A few weeks later, I returned to lead a SWOP-wide writing workshop based on the traditional skills outings. The Buhl group had learned how to make pasties, potica, and muffins. Those from Chisholm learned from a woman who crochets and knits. More than anything, I wanted each youth to have a sense of connection to these experiences; writing would be our medium. I encouraged the group to use imagination, make their writing vivid, suggested a few templates for what direction they might choose to take this piece, and off they went!
The variety of what our group created in a single morning is no less than astounding. Our workshop produced: a how-to guide on catching, holding, and killing chickens, a medieval fable starring a talented weaver, a letter to the editor about why farming should be taught in schools, a comic strip, letters to family members about what they learned, and many acrostic poems. Whatever the quality of their writing in terms of grammar, spelling, or vocabulary, each participant made a link and a leap between his or her story and the story of the person who taught about a traditional skill. The experiences they had on one day became firmed up, magnified, and transformed by writing them down on paper.
I hope the day of learning about traditional skills impacts at least some of these kids’ futures. Perhaps one will become a farmer, another a mittenknitter extraordinaire, another the best pasty-maker for miles around. To me, any of these things would mark success. But even if none of the youth discovered their life’s passion that day, it will not have been a waste. The writing from our morning workshop proves that they took away more than simple facts. They applied the skills and stories to their own lives, extracted moral lessons, imagined themselves in another time and place. The beauty of skills rooted in a culture or ones that have stood the test of time is that they are steeped in values and stories; they allow people to connect on a deeper level, to impart wisdom, to fill a role as student or teacher.
So what does this mean for you? If you are a young person, start asking to be taught. If you are an adult, start teaching. The opportunities are all around, and every person has something to give, whether it’s a skill, stories, or simply a listening ear. Why not start today? After all, the end times may be closer than you think.

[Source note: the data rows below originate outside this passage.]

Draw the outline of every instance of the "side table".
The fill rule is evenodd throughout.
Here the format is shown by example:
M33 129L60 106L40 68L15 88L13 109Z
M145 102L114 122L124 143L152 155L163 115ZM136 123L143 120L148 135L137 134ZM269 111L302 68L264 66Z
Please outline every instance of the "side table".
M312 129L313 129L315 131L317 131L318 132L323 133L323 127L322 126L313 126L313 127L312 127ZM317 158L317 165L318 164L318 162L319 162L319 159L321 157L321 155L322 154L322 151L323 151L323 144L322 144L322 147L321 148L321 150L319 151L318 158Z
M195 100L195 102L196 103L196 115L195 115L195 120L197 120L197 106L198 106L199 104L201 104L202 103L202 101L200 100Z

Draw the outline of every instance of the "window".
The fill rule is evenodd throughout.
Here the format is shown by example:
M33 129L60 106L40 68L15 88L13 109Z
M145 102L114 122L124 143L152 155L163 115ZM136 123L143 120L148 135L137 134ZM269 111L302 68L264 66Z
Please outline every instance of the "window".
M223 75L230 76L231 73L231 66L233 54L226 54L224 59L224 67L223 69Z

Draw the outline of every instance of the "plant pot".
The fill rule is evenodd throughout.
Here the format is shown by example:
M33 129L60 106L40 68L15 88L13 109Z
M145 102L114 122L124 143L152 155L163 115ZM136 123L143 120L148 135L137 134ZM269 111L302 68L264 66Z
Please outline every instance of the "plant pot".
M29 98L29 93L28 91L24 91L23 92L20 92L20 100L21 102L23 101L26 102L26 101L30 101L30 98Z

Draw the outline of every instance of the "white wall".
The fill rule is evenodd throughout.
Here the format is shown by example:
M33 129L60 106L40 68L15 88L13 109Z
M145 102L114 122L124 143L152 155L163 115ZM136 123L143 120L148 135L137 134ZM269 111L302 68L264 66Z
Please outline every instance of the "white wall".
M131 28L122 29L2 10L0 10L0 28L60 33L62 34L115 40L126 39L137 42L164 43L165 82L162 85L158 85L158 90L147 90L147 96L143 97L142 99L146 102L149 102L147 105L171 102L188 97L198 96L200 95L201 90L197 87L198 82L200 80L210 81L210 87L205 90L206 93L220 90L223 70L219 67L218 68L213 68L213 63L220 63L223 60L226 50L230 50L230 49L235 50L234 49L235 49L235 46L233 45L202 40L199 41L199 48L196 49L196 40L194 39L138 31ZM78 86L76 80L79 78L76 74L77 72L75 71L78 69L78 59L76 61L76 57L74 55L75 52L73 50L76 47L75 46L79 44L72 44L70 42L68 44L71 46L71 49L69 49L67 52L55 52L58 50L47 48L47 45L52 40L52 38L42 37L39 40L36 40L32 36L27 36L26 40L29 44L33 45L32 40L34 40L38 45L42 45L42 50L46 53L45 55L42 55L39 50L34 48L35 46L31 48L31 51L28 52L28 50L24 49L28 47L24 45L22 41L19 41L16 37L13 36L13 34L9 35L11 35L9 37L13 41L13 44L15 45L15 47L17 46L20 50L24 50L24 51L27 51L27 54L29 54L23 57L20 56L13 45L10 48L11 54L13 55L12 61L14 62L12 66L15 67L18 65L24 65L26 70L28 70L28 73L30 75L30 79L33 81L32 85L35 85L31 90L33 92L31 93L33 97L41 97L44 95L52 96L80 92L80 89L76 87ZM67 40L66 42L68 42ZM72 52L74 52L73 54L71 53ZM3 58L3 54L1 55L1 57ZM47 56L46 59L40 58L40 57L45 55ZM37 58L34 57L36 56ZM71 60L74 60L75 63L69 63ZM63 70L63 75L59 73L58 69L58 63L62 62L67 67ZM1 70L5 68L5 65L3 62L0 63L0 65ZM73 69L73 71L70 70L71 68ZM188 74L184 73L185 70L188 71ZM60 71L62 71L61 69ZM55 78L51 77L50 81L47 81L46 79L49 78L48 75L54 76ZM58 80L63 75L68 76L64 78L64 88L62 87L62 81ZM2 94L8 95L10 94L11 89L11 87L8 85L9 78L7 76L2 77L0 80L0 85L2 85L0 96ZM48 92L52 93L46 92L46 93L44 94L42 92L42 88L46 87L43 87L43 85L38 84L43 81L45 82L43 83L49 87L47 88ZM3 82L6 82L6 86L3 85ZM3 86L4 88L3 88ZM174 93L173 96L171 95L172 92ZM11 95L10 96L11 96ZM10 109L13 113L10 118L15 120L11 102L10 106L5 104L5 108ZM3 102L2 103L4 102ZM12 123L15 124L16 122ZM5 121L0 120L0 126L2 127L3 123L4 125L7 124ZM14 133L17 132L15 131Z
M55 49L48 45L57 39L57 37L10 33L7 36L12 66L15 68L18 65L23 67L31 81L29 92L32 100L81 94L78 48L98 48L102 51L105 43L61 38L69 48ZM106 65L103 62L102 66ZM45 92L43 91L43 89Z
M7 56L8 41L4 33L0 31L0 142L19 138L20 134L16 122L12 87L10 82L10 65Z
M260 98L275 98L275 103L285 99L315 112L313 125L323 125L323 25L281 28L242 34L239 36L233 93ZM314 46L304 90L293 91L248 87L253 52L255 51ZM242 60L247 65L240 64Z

Tyler Davis, a native of the Iron Range, is a yoga teacher and aspiring writer who lives in Minneapolis.
Dave Pervenanze: an acrostic poem
By Dakota Maki
SWOP student
Dave is a good cook
All his food is good tasting
Valentinis were his dad’s friends
English was his mother
Potica is very easy to make when you have many people helping
Everybody had fun making the food
Rode bikes for fun when he was a kid
Very good at making potica
Earning his masters degree in business/health/food
Norway his ancestors lived in Lillehammer
A great baker
No mashed potatoes and gravy to eat
Zoom goes the pasties
England and Italy is where his family came from
Kate
By Nick Champa
SWOP student
She lived on a farm. She had 100 chickins. She kept 12 for eggs. She lived in Staples Minnestoa. They had no TV and not water until she was in 10th grade. They went to bed at 8:00 p.m. They work a lot she did dishes when she was 6 years old. I learned crocheting by Katie and it was hard at first but she said never say you can’t do it because you can. She said that to us. It was fun with Katie. When she was a kid she played kick ball and played checkers and she loved to read. You can use shirts to crohet. When Katie moved up here she had four kids. The farm looked like a house just with pigs, cows and chickins. The farm smelled like pigs. Tasted like mud.